Metro views: If it ain’t broke, fix it

Claims Conference’s critics are proclaiming that if the agency had been ‘reformed’ the fraud recently uncovered would never have happened.

The system works. Let’s fix it. That seems to be the cockamamie logic behind some demands to reform the Claims Conference, the agency that for nearly 60 years has negotiated with Germany for compensation for Jewish victims of Nazi persecution.
Some “Nazi victims” had orchestrated a sophisticated scam to acquire German pensions intended for Holocaust survivors. The German pensions are administered by the Claims Conference. Because it has systems in place to detect fraud, the conference detected this one. As soon as it did – last fall at its New York office – the agency alerted US and German officials, suspended activity on the funds and fired several staff members who appeared to be involved in the swindle.
It’s especially heinous to steal money intended for Holocaust survivors. Some of the Claims Conference’s critics are loudly and relentlessly proclaiming that if the agency had been “reformed” – if it gave more money to Holocaust survivors – this would never have happened.

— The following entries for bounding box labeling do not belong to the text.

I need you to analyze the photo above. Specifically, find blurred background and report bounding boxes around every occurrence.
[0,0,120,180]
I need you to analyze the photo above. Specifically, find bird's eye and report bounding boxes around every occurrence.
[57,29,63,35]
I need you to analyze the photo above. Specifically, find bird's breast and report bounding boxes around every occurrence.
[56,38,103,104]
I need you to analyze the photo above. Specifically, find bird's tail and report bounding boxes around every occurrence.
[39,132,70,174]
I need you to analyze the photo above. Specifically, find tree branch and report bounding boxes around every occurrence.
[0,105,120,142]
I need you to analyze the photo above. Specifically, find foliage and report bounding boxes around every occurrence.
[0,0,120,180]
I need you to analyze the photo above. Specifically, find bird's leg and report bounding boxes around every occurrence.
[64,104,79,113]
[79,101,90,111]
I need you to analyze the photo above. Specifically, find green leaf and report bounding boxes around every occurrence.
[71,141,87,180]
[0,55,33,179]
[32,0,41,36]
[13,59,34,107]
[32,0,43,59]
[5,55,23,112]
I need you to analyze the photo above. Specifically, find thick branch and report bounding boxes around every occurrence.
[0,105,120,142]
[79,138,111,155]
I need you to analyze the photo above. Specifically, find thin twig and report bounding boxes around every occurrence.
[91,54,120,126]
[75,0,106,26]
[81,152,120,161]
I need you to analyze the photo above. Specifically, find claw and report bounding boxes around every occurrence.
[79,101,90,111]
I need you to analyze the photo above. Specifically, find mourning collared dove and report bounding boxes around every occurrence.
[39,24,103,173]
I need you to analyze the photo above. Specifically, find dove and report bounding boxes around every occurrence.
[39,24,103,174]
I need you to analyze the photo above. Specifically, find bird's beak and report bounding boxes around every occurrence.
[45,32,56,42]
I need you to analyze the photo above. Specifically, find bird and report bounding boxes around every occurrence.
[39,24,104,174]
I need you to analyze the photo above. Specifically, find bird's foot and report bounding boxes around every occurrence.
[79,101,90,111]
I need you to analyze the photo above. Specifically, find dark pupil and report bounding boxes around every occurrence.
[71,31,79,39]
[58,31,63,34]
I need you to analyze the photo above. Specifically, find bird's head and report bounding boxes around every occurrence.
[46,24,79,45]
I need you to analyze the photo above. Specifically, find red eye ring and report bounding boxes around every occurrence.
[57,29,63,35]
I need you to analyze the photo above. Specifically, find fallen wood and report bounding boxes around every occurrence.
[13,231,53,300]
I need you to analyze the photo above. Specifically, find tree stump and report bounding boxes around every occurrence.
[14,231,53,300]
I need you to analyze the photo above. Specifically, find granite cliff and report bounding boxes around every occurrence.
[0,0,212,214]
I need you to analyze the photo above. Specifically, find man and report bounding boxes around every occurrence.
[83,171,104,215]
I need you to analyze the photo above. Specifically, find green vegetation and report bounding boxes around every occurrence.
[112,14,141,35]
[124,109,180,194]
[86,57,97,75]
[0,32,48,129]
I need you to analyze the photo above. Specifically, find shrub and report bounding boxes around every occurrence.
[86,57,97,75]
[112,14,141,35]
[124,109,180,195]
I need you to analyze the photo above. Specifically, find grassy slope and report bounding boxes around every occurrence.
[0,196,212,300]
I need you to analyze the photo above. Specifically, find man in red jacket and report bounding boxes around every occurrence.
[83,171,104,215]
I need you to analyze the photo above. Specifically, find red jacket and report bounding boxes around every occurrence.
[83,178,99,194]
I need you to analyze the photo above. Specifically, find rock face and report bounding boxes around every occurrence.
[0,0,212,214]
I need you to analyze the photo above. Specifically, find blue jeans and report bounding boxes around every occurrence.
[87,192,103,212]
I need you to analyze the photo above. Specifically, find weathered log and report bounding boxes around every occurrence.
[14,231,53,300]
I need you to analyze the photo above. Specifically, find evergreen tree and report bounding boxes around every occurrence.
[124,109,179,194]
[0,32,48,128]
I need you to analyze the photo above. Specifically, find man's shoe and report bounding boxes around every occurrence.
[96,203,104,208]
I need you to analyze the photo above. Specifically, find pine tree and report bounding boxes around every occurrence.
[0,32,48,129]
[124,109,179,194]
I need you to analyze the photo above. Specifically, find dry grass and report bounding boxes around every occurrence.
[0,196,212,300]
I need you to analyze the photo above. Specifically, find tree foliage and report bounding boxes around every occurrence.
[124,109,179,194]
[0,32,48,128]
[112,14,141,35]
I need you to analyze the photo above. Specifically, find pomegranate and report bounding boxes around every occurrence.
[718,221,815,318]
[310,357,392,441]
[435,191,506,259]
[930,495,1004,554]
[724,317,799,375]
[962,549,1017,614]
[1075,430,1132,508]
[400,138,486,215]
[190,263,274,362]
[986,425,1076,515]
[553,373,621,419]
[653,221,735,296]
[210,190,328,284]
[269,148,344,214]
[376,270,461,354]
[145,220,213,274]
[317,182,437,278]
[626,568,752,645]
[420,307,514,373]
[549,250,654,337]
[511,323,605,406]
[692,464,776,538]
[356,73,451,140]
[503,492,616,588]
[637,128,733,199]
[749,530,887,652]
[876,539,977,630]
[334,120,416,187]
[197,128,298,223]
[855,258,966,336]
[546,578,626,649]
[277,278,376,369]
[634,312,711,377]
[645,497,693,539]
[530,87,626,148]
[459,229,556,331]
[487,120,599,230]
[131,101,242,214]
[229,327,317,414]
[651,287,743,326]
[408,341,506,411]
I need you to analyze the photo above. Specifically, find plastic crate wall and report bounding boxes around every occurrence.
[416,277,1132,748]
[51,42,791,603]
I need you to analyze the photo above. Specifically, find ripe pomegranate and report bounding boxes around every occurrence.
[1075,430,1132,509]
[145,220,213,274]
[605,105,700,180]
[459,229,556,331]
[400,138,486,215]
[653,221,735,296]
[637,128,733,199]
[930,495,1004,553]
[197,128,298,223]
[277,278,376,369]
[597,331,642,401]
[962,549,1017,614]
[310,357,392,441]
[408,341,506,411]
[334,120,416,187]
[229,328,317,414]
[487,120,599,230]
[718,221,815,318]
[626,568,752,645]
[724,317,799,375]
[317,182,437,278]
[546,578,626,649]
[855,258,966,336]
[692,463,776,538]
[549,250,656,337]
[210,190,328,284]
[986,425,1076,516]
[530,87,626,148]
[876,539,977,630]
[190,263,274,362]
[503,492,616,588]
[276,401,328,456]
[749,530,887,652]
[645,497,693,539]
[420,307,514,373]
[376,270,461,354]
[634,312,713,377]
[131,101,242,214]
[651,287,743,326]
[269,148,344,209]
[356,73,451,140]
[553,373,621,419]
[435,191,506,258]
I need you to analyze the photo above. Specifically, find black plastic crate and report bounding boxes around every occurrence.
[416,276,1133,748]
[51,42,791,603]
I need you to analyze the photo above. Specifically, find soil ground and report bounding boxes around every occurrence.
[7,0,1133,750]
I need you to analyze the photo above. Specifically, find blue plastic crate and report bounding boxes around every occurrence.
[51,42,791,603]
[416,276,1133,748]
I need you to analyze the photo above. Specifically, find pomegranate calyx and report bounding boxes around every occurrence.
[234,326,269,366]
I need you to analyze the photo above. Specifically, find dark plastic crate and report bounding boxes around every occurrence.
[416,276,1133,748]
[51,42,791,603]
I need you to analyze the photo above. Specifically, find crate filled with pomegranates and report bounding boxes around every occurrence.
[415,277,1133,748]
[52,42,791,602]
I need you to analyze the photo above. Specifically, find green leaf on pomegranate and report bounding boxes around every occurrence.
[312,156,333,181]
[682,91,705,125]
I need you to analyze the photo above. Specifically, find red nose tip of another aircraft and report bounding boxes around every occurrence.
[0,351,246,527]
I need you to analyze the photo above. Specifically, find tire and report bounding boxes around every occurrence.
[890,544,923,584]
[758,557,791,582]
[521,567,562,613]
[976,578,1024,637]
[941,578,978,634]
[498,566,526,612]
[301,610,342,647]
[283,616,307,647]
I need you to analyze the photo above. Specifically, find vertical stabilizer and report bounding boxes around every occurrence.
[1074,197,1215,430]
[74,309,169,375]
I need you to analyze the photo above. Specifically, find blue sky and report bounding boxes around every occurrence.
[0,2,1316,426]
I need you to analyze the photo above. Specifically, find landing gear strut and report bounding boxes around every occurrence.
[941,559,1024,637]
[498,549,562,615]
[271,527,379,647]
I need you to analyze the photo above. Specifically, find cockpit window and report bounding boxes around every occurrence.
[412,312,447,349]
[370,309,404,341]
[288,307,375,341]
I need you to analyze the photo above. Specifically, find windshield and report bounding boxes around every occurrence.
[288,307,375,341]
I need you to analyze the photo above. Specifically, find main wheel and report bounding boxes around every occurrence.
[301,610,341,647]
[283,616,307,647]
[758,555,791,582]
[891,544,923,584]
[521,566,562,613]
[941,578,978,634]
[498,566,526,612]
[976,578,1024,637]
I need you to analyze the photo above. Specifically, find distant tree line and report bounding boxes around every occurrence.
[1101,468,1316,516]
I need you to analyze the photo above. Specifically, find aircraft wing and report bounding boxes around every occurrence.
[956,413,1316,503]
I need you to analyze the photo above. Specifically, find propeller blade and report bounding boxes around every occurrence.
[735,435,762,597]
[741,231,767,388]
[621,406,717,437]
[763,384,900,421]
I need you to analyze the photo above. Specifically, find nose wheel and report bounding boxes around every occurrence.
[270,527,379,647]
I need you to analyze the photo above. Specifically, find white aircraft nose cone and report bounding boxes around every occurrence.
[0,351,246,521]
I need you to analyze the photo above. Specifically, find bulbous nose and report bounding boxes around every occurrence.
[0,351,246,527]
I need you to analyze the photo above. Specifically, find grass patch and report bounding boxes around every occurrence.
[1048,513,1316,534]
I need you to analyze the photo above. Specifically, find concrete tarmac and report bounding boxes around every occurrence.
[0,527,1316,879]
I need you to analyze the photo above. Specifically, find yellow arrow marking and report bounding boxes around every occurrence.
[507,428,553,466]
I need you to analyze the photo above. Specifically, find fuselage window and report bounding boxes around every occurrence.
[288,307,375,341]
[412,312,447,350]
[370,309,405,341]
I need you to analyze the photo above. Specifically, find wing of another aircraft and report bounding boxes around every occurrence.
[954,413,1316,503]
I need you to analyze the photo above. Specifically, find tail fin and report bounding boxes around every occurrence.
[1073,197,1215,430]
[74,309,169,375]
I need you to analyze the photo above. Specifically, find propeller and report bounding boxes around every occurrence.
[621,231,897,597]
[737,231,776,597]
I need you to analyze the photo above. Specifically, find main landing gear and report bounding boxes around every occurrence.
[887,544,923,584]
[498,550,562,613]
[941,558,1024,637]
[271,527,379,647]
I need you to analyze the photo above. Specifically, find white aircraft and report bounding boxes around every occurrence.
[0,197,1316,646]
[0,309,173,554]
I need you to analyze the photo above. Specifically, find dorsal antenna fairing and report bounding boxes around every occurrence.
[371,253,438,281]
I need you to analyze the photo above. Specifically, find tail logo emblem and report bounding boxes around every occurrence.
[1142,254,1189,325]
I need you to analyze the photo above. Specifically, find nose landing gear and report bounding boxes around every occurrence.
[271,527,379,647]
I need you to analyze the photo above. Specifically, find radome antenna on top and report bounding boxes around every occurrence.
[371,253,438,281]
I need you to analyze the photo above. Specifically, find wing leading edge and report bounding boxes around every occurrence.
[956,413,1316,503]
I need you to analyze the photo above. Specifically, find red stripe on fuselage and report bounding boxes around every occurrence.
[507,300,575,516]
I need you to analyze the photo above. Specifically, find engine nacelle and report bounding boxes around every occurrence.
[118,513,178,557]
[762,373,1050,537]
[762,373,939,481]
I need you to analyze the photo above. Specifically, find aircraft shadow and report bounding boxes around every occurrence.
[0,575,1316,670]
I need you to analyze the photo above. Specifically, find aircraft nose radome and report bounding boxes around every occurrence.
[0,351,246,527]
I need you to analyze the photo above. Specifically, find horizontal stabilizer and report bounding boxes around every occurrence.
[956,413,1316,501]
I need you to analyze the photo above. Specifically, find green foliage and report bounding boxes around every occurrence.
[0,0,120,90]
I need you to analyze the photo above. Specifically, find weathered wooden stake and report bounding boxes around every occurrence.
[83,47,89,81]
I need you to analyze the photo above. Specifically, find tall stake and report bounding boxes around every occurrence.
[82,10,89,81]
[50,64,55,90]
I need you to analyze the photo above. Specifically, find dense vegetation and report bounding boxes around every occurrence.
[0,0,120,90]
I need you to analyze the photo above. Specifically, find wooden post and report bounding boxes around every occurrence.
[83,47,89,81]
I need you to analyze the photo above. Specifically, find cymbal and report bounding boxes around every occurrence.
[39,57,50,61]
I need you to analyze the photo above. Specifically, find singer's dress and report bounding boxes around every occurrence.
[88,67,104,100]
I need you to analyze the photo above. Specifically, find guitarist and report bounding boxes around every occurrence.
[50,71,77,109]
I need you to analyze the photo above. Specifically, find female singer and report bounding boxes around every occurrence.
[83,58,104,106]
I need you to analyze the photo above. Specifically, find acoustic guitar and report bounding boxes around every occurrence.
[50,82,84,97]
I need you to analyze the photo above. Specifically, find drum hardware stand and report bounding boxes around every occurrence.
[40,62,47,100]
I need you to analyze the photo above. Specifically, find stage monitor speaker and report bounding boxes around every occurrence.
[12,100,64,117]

IF YOU are scratching your head, wondering how this could make sense, well, it doesn’t. The existing system worked. The Claims Conference identified a scam. Its investigation thus far has found that some 202 pensions paid from the German funds – estimated at $7 million – appear to have been obtained fraudulently. To put this in perspective, the conference administers monthly pensions to more than 106,000 people in 78 countries. It also is heavily audited, both internally and by the German government.
Yet since the Claims Conference found and reported the fraud, it has been open season on the agency.
Writing in The Jerusalem Post and on the Jewish Week Web site, Isi Leibler, a former Australian Jewish leader now living in Jerusalem, is the primary critic. He has raised multiple grievances about the agency, referring to phantom “conflicts of interests” among board members, complaining about past conference allocations and suggesting that the agency needs to ensure that survivors and heirs are treated with respect – as if they were not already represented on the Claims Conference board.
Leibler and others are free, of course, to criticize. But it behooves these critics to base their grievances on fact, not whimsy or wishful thinking. For example, Leibler says that the disclosure of fraud “has revived former concerns and exposed new problems relating to the management of this important Jewish organization.”
On the contrary, the disclosure proves that the internal auditing system works, and that the management reported the scam to law enforcement.
What the fraud has done, however, is give Leibler and other critics a news hook for old gripes. This is a problem. Erroneous allegations have serious consequences for the survivors Leibler professes to care about. They traumatize survivors by leading them to believe they are being cheated. And unfounded criticism could undermine German confidence in the Claims Conference, which could impair negotiations for additional funds. To its credit, the conference has not stopped seeking compensation for Nazi victims from the moment German chancellor Konrad Adenauer publicly announced his willingness to negotiate.
IT WAS 59 years ago, in a speech in the Bundestag on the eve of Rosh Hashana in 1951, that Adenauer acknowledged Germany’s “solemn obligation to redress the wrongs inflicted on the Jewish people and to make such reparations as would enable the survivors to rebuild their lives in Israel and elsewhere in freedom and security.”
He invited the State of Israel and representatives of “Jewry” to negotiate for material redress. Israel’s partner, representing Jewry, was the Claims Conference, which over the decades has secured billions of dollars from Germany and Austria for Jewish Nazi victims.
Is the money enough? No one would suggest that survivors have been adequately compensated for the unspeakable losses they suffered. But nor should we overlook the fact that the Claims Conference, far from being the villainous foe of Holocaust survivors, has been their greatest advocate.
Leibler is correct on one essential point: “The biggest scandal is the ongoing plight of the remaining elderly survivors living under wretched conditions.”
Before leaping to any conclusions about responsibility, it would be wise to look at the conference’s very public financial records. They show that the money will run out in the next few years. After all these years of depending on the Claims Conference to provide for survivors, this is the frightening part.
“The biggest scandal is the ongoing plight of the remaining elderly survivors living under wretched conditions.” Yes – and Leibler should be screaming this – not at the Claims Conference, but from the rooftops of the Knesset and every Jewish federation office the world over. For too long, the Jewish community has relied on Germany and the Claims Conference to care for survivors, without regard to their fate or future when the money runs out.
The State of Israel and the Jewish community have been derelict in providing for impoverished survivors.
Why don’t Jews – who have financed scores of Holocaust museums, memorials and monuments – seem to care for the needy Nazi victims among us? As I have written before, as a community, we faithfully honor the memory of the Holocaust victims, but seem indifferent to the welfare of those who survived it.
“It is obscene that elderly survivors are denied the opportunity of living out their few remaining years in dignity,” Leibler has written. I agree. So, I am sure, do the members of the board of the Claims Conference.
Everyone knew the well would run dry one day.
That day is coming. If we want Nazi victims to live in dignity, it is time for all of us to take out our checkbooks.